Although the E.U. Directive on the activities and supervision of institutions for occupational retirement provision (IORP II) has been written primarily with group pension arrangements in mind, Minister Humphrey’s decision not to avail of the single member scheme derogation, as the Government did with IORP I, means that these rules now apply to schemes where they seem inappropriate.
The new rules affect single member schemes in two ways:
- New governance and reporting requirements
- New investment rules
Existing single member schemes have received a 5-year derogation from some of the new rules, but some important investment restrictions will kick in immediately. From the 27th of April, unregulated investments are now capped at 50% of the value of each individual occupational scheme. This means that a maximum of 50% can be invested in property. Furthermore, borrowing in an occupational scheme is no longer permitted. It is also important to note the restrictions limiting investment in property includes a look through to any property element in a managed or multi-asset fund. This last rule will make life quite difficult for pension providers.
There are also more general requirements placed on trustees. Trustees must now invest the assets in such a manner that the resources are properly diversified. This is to avoid excessive reliance on any particular asset, issuer, or group of undertakings and to avoid accumulations of risk in the portfolio as a whole. If assets from the same issuer are chosen, the trustees must invest in such a manner that shall not expose the scheme to excessive risk concentration. Environmental, Social and Governance (ESG) issues must also be considered when making investments. Schemes can invest in multiple investment types, but they must be properly diversified.

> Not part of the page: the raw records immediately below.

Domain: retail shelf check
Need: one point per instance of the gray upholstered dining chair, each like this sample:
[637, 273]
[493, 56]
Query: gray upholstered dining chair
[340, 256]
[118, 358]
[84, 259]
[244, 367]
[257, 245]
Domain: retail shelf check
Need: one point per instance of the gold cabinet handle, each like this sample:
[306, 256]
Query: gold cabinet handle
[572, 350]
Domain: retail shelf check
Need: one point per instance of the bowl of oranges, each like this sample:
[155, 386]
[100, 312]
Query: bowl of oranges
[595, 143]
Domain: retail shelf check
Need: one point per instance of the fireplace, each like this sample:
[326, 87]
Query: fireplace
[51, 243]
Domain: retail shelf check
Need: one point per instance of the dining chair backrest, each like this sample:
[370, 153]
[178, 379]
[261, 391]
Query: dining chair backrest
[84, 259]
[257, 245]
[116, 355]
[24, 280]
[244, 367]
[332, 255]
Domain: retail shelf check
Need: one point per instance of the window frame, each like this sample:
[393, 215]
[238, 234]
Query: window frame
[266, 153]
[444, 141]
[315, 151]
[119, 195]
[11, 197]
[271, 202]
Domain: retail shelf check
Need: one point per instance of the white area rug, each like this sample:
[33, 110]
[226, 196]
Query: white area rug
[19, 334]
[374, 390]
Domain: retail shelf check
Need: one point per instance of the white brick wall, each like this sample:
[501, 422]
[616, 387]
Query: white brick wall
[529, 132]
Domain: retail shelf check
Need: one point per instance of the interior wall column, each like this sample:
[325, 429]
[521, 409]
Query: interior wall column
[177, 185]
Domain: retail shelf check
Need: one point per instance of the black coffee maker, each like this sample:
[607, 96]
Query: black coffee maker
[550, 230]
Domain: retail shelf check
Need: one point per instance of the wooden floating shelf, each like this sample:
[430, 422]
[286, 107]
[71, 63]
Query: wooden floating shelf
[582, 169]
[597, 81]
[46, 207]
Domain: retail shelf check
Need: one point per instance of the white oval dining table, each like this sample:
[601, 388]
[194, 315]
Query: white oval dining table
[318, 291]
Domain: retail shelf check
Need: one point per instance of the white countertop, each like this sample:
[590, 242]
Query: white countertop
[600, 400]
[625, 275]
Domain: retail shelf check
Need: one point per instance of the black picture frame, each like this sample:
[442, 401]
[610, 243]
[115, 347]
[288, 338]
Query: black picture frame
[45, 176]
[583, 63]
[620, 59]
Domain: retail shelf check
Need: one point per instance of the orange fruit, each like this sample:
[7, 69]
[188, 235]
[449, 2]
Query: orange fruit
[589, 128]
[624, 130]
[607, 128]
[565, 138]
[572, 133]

While the key tenets of these investment rules make a lot of sense, their application to single-member schemes is puzzling. During the financial crisis of 2008 a lot of pension funds were heavily impacted by investment losses. However, anecdotal evidence would say that an over-exposure to Irish banks was of far more concern than an over-exposure to ungeared property or unregulated investments. Furthermore, from a domestic investment point of view, restricting the ability of single member occupational pension schemes to invest in domestic property and domestic businesses, may direct investors’ attention to foreign economies rather than our own.
Now, having considered the generalities of the legislation, let us look at the specifics of IORP II on pension investors who have single member occupational pension schemes. Firstly, some good news. All existing investments are exempt from these rules. This means that someone who holds unregulated assets or a property in their occupational pension has no immediate concerns. On the bad news front, pension investors who had investments in train but were not far enough through the process will have to change course. For example, if an investor placed a booking deposit on a property on the 28th of April having been in negotiations to purchase the property for the previous three months, it is very likely that this investment will be deemed as a new investment and will fall foul of the IORP II requirements. Should investors be determined to proceed with the purchase they will have to transfer their pension funds into a PRSA or a Buy Out Bond before closing the deal.

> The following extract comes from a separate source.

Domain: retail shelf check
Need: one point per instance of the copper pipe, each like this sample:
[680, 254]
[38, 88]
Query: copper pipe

There are further complications for investors in unregulated assets that account for more than 50% of the occupational schemes’ value. For instance, if an unregulated investment contains a roll-over option which a pension investor wishes to avail of this will not be possible for the investor to avail of it as it will be deemed as a new investment. In this scenario the investor has two options:
- Choose an alternative investment
- Close down the occupational pension scheme and move it to another pension arrangement that does not have the same rules attached.
Neither of these options will sit well with many investors.

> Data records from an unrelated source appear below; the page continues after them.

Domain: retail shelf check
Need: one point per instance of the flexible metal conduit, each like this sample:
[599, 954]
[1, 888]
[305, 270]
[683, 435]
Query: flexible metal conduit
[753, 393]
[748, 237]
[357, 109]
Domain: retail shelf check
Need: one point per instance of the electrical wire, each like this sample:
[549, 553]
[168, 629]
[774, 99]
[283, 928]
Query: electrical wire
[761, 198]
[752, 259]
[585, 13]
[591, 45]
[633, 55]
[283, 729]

While I am on the subject of unregulated investments it may be helpful to clarify the difference between regulated and unregulated. For the purpose of the IORP Directive, only cash and securities which are traded on the main Exchange are considered regulated. In addition to this investment in a collective investment, investment in an insurance policy (subject to certain criteria) and investment in bonds issued by the government of any Member State are also allowable. Unregulated investments is everything else. It is hoped that more clarification around these rules will be forthcoming from the Pensions Authority in the coming days.
You may have noticed that I have glossed over the new reporting and governance requirements for new occupational pension schemes. There is a good reason for that, at the time of writing this article these new requirements require clarification from the Pensions Authority on how they are to be put into practice. Indeed, there is even confusion in the industry as to whether the rules will apply to newly established occupational pension schemes or if they will have a grace period or a 5-year derogation along with existing schemes. The Pensions Authority are due to provide more detail on the new rules in the week commencing 10th May and hopefully we will have more clarity then.
In summary these new rules, while not without merit, will not sit well with pension investors. I suspect in most cases it will prove to just create a heavy administration burden as assets move to other pension arrangements not effected by the legislation.